I saw an article, that AMD could be working on DDR2 latencies. You think that 4-4-4-12 is good timings? 12 = tRAS
"tRAS is the time required before (or delay needed) between the active and precharge commands. In other words, how long the memory must wait before the next memory access can begin."
In fact, you have better frequencies, but lower timings.... What you need, is higher frequencies, and lower timings.
So we will have to wait till they launch Socket AM2, to know the true performance of AM2.
defter - Monday, April 10, 2006 - link
4-4-4-12 are good timings, even for DDR2-667. It isn't easy to find reasonable priced DDR2-667 that works on those timing with standard voltage.
Some people forget that 99% of consumers won't be using super expensive overvolted 3-3-3-10 DDR2-800 memory just to get few percents of extra performance.
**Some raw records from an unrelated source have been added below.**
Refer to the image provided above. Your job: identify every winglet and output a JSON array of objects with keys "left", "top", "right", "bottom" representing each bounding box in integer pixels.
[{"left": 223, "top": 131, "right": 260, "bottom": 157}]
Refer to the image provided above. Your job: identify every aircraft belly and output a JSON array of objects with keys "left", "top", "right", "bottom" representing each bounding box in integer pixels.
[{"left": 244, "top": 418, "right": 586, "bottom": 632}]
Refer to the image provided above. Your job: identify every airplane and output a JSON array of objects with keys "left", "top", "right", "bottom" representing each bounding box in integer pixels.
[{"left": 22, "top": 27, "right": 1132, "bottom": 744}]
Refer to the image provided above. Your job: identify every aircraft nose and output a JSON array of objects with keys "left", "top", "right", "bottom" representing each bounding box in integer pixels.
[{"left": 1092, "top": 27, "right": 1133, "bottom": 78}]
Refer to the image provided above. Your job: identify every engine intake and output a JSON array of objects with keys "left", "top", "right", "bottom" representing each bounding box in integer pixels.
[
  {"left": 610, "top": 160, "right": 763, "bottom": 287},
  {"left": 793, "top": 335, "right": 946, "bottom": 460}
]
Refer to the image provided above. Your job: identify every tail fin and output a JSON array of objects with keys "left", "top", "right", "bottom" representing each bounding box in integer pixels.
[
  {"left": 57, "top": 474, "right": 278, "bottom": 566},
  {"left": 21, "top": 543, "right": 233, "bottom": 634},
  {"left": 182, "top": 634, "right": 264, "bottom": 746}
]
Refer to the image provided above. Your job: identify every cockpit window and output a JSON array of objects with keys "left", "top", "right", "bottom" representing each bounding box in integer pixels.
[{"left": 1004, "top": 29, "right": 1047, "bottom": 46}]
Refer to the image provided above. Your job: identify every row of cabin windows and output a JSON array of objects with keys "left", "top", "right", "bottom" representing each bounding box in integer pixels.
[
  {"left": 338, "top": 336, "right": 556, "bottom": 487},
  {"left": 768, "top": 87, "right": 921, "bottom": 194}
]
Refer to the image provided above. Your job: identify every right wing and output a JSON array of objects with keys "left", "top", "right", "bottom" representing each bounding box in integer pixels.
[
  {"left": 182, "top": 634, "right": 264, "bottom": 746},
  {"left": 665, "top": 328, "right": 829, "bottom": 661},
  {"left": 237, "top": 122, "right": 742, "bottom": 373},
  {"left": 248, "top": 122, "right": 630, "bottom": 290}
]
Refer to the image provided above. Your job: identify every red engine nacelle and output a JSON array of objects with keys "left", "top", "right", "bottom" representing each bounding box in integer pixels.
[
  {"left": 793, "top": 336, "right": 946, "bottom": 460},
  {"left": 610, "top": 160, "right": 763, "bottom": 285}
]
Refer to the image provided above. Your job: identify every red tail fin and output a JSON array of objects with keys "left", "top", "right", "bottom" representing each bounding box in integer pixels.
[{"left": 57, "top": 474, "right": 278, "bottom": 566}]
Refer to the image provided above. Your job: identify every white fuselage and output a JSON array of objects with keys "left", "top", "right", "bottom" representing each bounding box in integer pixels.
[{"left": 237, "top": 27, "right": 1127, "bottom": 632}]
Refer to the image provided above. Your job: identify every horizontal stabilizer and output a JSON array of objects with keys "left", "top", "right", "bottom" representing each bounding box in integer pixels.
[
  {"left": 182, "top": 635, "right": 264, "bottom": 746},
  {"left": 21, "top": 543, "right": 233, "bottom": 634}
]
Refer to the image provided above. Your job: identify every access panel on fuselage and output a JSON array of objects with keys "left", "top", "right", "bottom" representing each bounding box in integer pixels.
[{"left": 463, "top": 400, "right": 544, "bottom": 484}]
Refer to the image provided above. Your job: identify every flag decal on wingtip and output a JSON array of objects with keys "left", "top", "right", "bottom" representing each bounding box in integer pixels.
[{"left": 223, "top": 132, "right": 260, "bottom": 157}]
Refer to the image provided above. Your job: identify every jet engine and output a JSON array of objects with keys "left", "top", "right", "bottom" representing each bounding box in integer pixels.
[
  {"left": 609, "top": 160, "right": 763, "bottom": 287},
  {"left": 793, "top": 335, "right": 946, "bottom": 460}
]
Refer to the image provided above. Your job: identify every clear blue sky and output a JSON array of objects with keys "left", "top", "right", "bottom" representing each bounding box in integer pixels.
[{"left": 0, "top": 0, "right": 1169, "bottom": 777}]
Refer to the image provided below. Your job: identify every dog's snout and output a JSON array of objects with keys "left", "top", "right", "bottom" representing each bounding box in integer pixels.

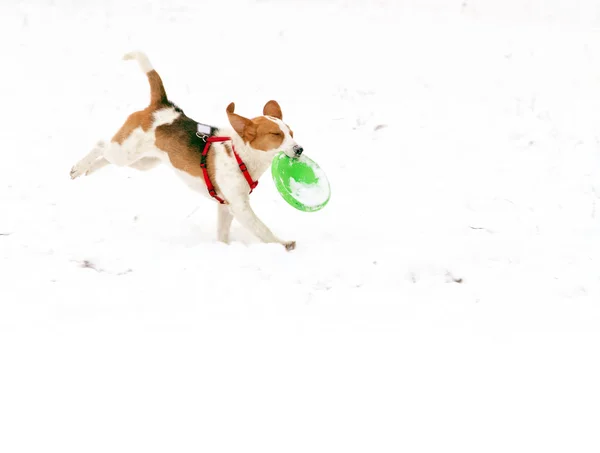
[{"left": 293, "top": 145, "right": 304, "bottom": 157}]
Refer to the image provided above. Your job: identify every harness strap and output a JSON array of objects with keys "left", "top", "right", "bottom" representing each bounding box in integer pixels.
[{"left": 200, "top": 135, "right": 258, "bottom": 204}]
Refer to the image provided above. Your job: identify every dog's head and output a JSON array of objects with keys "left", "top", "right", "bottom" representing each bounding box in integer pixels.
[{"left": 227, "top": 101, "right": 303, "bottom": 157}]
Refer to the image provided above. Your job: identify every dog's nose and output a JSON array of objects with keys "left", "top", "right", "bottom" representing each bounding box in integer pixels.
[{"left": 292, "top": 145, "right": 304, "bottom": 157}]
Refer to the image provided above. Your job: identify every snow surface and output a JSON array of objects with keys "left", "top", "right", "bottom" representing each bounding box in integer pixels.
[{"left": 0, "top": 0, "right": 600, "bottom": 453}]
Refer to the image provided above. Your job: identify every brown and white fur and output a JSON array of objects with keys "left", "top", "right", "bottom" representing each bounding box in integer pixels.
[{"left": 71, "top": 52, "right": 297, "bottom": 250}]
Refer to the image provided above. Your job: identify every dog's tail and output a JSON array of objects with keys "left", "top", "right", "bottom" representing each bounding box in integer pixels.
[{"left": 123, "top": 52, "right": 168, "bottom": 105}]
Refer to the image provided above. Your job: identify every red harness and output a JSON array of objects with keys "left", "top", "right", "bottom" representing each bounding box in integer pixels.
[{"left": 200, "top": 136, "right": 258, "bottom": 204}]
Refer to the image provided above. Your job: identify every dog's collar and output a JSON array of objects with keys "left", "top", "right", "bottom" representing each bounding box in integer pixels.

And if you compare AMD CPU + super fast DDR2-800 against Intel CPU (which runs fine on DDR2-667 because of FSB limitation) then you need to take into account higher price of memory on AMD system.
Wesley Fink - Monday, April 10, 2006 - link
We are continuing to test the AM2 on different AM2 boards. On another motherboard we could run at 3-3-3 DDR2-800 with the OCZ PC2-8000 memory. Latency was a bit lower and bandwidth a bit higher, but nothing realy changed from Anand's conclusions. We have also been running DDR2-667 and DDR2-533 tests with this new super fast OCZ memory and cheaper mainstream DDR2 memory, and we will be sharing those results as soon as testing is complete.cornfedone - Monday, April 10, 2006 - link
The crap the mobo companies have been shoving out the doors the past couple years is pure garbage as any number of hardware review sites have confirmed. It looks like the AM2 mobos might be more half-baked crap. Until you can test the shipping CPUs on a quality mobo that allows proper memory timing, it's difficult to know what AMD's AM2 CPUs will or won't deliver. If I had a dollar for every bogus claim Intel has made, I'd be a Billionaire so I wouldn't hold my breath that Conroe will perform as Intel claims.